Что до Артура, тот тоже беспокоил рыцаря. Он всё чаще и чаще называл Ланселота своим другом, правой рукою, и это распаляло ненависть герцога Кармелида, который был подвергнутой жестокой критике за предложение создать армию еще и из добровольцев. Артур издевался над герцогом, насмешничал минут пять, а потом, поговорив за закрытой дверью с Монтессори и Морганой, через час объявил о создании армии добровольцев.
Словом, рядом была война, разоблачение, явный провал планов подруги и кто знает, что там было с Лилиан и Леди Озера? Ещё смерть Кея, падение Гавейна до простого воина, обещание нового титула Ланселоту, зависть Кармелида… мир сходил с ума быстрее, чем Ланселот успевал в нём обустроиться. Радовало то, что Гвиневра снова была рядом с ним. Их минуты и часы — такие редкие, украденные, были единственным светлым пятном, но и даже в эти мгновения он чувствовал, как легкая тень настигает его и рядом с королевой. В любую минуту мог кто-нибудь зайти…
Добро, если бы Лея, или Агата — они знают, смолчат. Моргана только фыркнет, Персиваль призовёт его, Ланселота, к божьему гласу, но… если это будет не друг? Если это будет враг? Если это будет, например, Грегори? Или Монтегю? Никто не простит ему возвышения за счёт личной привязанности Артура, без заслуг и родового имени, набросятся, как коршуны, едва появится призрачный шанс утопить его, и пусть падёт королева, пусть будет она опозорена — какое им всем дело до Гвиневры? Она ничего не значит. Она — тень, пешка!
-Война, в самом деле, будет? — Гвиневра задаёт вопрос, который давно уже хочет задать всем: и Лее, и Моргане, и Агате, и Артуру… только вот никто не скажет ей той правды, в которую она сможет поверить. Только Ланселот. Если он скажет «нет», то пусть даже войска Мелеаганта подойдут к Камелоту, пусть он возьмёт весь замок в осаду — она всё равно будет верить, что войны нет.

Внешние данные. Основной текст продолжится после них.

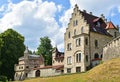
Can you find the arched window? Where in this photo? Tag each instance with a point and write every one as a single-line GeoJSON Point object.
{"type": "Point", "coordinates": [96, 55]}
{"type": "Point", "coordinates": [82, 30]}
{"type": "Point", "coordinates": [69, 35]}
{"type": "Point", "coordinates": [96, 43]}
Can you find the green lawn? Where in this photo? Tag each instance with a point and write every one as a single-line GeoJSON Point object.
{"type": "Point", "coordinates": [106, 72]}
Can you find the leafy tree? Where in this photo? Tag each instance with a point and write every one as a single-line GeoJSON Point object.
{"type": "Point", "coordinates": [45, 49]}
{"type": "Point", "coordinates": [1, 44]}
{"type": "Point", "coordinates": [13, 48]}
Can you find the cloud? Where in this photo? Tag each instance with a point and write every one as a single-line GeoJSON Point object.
{"type": "Point", "coordinates": [98, 7]}
{"type": "Point", "coordinates": [34, 19]}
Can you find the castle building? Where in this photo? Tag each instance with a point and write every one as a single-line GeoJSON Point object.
{"type": "Point", "coordinates": [27, 63]}
{"type": "Point", "coordinates": [31, 65]}
{"type": "Point", "coordinates": [84, 40]}
{"type": "Point", "coordinates": [58, 59]}
{"type": "Point", "coordinates": [112, 49]}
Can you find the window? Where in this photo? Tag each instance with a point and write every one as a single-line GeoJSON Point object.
{"type": "Point", "coordinates": [69, 60]}
{"type": "Point", "coordinates": [27, 66]}
{"type": "Point", "coordinates": [96, 43]}
{"type": "Point", "coordinates": [101, 55]}
{"type": "Point", "coordinates": [78, 57]}
{"type": "Point", "coordinates": [86, 58]}
{"type": "Point", "coordinates": [75, 32]}
{"type": "Point", "coordinates": [98, 24]}
{"type": "Point", "coordinates": [115, 34]}
{"type": "Point", "coordinates": [69, 35]}
{"type": "Point", "coordinates": [69, 46]}
{"type": "Point", "coordinates": [86, 41]}
{"type": "Point", "coordinates": [78, 69]}
{"type": "Point", "coordinates": [96, 56]}
{"type": "Point", "coordinates": [82, 30]}
{"type": "Point", "coordinates": [75, 22]}
{"type": "Point", "coordinates": [68, 70]}
{"type": "Point", "coordinates": [78, 42]}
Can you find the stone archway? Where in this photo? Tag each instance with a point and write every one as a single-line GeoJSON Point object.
{"type": "Point", "coordinates": [37, 73]}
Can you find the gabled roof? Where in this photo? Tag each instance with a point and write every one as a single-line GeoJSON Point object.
{"type": "Point", "coordinates": [110, 25]}
{"type": "Point", "coordinates": [92, 22]}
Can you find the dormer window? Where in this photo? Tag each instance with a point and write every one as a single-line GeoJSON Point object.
{"type": "Point", "coordinates": [82, 30]}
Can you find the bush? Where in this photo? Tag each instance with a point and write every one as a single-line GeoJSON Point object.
{"type": "Point", "coordinates": [3, 79]}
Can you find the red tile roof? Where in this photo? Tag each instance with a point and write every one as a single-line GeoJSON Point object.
{"type": "Point", "coordinates": [110, 25]}
{"type": "Point", "coordinates": [92, 21]}
{"type": "Point", "coordinates": [46, 67]}
{"type": "Point", "coordinates": [96, 59]}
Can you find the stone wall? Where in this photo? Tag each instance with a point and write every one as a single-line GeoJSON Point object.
{"type": "Point", "coordinates": [112, 49]}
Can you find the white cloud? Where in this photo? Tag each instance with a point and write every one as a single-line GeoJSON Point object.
{"type": "Point", "coordinates": [98, 7]}
{"type": "Point", "coordinates": [33, 19]}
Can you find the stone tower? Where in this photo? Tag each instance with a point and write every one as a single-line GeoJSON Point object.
{"type": "Point", "coordinates": [84, 40]}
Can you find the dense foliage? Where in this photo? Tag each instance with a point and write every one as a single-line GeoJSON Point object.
{"type": "Point", "coordinates": [45, 49]}
{"type": "Point", "coordinates": [11, 48]}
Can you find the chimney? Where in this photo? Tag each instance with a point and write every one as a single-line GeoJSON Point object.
{"type": "Point", "coordinates": [84, 11]}
{"type": "Point", "coordinates": [90, 13]}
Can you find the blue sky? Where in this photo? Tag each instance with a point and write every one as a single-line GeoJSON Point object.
{"type": "Point", "coordinates": [39, 18]}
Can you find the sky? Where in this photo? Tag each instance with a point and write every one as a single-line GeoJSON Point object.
{"type": "Point", "coordinates": [38, 18]}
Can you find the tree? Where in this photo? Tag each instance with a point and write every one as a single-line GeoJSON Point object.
{"type": "Point", "coordinates": [45, 49]}
{"type": "Point", "coordinates": [1, 44]}
{"type": "Point", "coordinates": [13, 48]}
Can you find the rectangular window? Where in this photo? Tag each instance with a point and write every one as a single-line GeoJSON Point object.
{"type": "Point", "coordinates": [68, 70]}
{"type": "Point", "coordinates": [96, 43]}
{"type": "Point", "coordinates": [78, 69]}
{"type": "Point", "coordinates": [69, 60]}
{"type": "Point", "coordinates": [86, 41]}
{"type": "Point", "coordinates": [69, 46]}
{"type": "Point", "coordinates": [78, 42]}
{"type": "Point", "coordinates": [75, 22]}
{"type": "Point", "coordinates": [78, 57]}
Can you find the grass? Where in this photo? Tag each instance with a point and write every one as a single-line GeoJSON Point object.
{"type": "Point", "coordinates": [106, 72]}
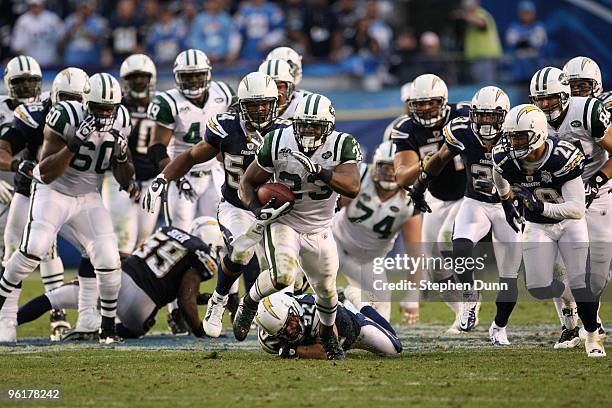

-Да, — отвечать всегда тяжело на подобный вопрос, но он должен. Честность с нею — вот его единственная правда.
-Неужели Моргана ничего не может сделать?! — Гвиневра закрывает лицо руками, она содрогается, боится. Конечно, Мелеагант — самый опасный враг Артура, если он вступит в войну, крови прольётся много, и победа вряд ли останется за Пендрагоном.
Несмотря на ситуацию, Ланселот тихо улыбается:
-Интересно, что твой муж — король, а делать должна что-то Моргана.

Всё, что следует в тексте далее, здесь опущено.